Marcel Szytenchelm - Gallery of Great Citizens of Łódź

more than a year ago
While much of Łódź may still look like it’s ready to keel over (an ongoing task of revitalisation!), the main drag - ul. Piotrkowska - is something of a feast for the eyes; scrubbed, bevelled and back to its best this art nouveau masterpiece is, for many, the whole reason for visiting. Full of magnificent diversions it’s a street of intricate facades, of swerving rickshaws and hidden courtyards. It’s also a street of bars, where memories are forged and forgotten in equal measure. And it’s while crashing in and out of these aforementioned hostelries visitors occasionally find themselves bouncing into something hard and bronze – statues. You’ll find six in all, and they’re all the work of one man: Marcel Szytenchelm.

Actor, director and lover of all things Łódź, Szytenchelm hails originally from Gdynia, though found his family moving this way in his youth. And it’s to these days he traces his addiction to the city, bred and raised on a diet of long walks and tales from the tomes of Julian Tuwim.

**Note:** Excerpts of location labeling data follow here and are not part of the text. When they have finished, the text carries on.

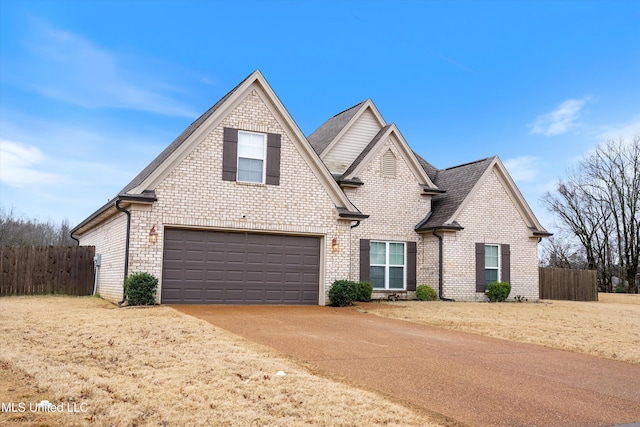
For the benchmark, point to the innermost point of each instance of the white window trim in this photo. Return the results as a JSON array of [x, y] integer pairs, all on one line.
[[499, 267], [264, 157], [387, 265]]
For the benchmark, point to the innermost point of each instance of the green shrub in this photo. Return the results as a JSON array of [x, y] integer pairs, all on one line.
[[365, 289], [498, 291], [343, 293], [140, 289], [426, 293]]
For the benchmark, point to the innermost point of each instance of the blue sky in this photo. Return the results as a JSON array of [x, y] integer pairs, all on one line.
[[92, 91]]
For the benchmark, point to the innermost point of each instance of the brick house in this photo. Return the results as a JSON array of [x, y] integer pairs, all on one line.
[[243, 208]]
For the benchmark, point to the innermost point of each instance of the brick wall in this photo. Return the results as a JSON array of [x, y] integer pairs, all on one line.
[[395, 206], [194, 195], [491, 218]]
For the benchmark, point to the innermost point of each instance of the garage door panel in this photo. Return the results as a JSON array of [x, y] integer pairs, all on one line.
[[239, 268]]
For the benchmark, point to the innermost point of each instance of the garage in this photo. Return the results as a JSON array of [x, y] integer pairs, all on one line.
[[215, 267]]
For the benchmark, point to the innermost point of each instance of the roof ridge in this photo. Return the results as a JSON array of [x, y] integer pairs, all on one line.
[[350, 108], [468, 163]]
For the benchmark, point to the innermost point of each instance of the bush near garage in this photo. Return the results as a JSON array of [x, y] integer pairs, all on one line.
[[343, 293], [498, 291], [426, 293], [140, 289], [365, 290]]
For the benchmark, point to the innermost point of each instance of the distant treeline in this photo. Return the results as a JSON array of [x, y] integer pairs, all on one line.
[[24, 231]]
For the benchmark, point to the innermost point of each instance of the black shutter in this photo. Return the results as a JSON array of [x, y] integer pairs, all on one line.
[[480, 275], [365, 270], [505, 254], [412, 249], [273, 159], [230, 154]]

On finishing high school Szytenchelm pursued higher learning in Poznań and Warsaw, studying both theatre and acting. On completion of his studies he returned to Łódź, founding the ‘SŁUP’ Theatre in the process. Accolades followed swiftly, and in 1997 his work was recognised by way of a Golden Mask award for theatre. It was also in this year he decided to spread his wings, organising the first Tuwim Day to be held in Łódź; it proved such a success it was to become a regular event on the local calendar, and held approximately every couple of years since. Spurred by the success Szytenchelm organised Wladysław Reymont day the following year, with people dressed in period costume making their way to Lipce by steam train. This too was to become an annual event, and he was awarded gongs for service to the city. By this time our man was in his stride, and decided to go a step further and open a ‘Gallery of Great Citizens of Łódź’. This was to take the form of statues on Piotrkowska, dedicated to the great and good of (what was then) Poland’s second city. Following a design by Szytenchelm sculptor Wojciech Hrynkiewicz came up with a cast-bronze figure of the literary hero Julian Tuwim to be placed on Piotrkowska 104. Unveiled on April 10, 1999, it was a roaring success, with the bench Tuwim is sat on becoming a popular meeting spot for canoodling couples. And tramps.

Voted ‘Citizen of the Year’ by the locals our protagonist liked the idea so much he expanded on it, adding the figure of Artur Rubinstein to Piotrkowska 78 a year later. Weighing one tonne, and depicting the pianist dwarfed behind a winged piano, the sculpture created a storm. A music box was part of the parcel, with the insertion of a two złoty coin allowing visitors to choose a piano tune which would then be played. The tourists loved it, the critics hated it – not to say the residents who lived directly above the incessant fairground noise. Local art figures slammed the installation, citing amateur workmanship and shoddy proportions. Ewa Rubinstein, the pianist’s daughter, threw her toys right out of the pram, and at one stage threatened to boycott the city unless the statue was removed. Moved to voice her anger to the President and Prime Minister, she was eventually placated by the removal of the music box, though rumours persist of the statue's impending demise.

Szytenchelm, however, remained undeterred by the flak; on September 7, 2001 Wladysław Reymont’s trunk was unveiled on Piotrkowska 137, and the following year his growing arsenal of statues were added to by the appearance of ‘Three Factory Owners’, seated at Piotrkowska 32. Following a quiet spell our man returned in 2006 with the statue of director Stefan Jaracz at the very southern end of the high street, and he followed this up in 2007 with the form of an electrician lighting a streetlamp on Piotrkowska 37. And that’s not to say we’ve seen the last of Szytenchelm. Plans afoot include Władysłąw Jagiełło, the king who granted Łódź its city charter, political activist Rejmond Rembieliński, Władysław Strzemiński (founder of the Łódź Art Academy), as well as the figures of everyday heroes of the past such as an anonymous textile worker and a Jewish shopkeeper.

Critics have been quick to blast the kitschy nature of Szytenchelm’s work, but the artist remains unperturbed: ‘I am doing this for the people, those who don’t like it can honour Rubinstein or Jaracz in their own way’, he has been quoted as saying. And it’s a point worth considering; the same people who lampoon his work are the same people who have done nothing for Łódź. Few have done more to illuminate the city, and surely, one day, Marcel Szytenchelm will be honoured with his own statue.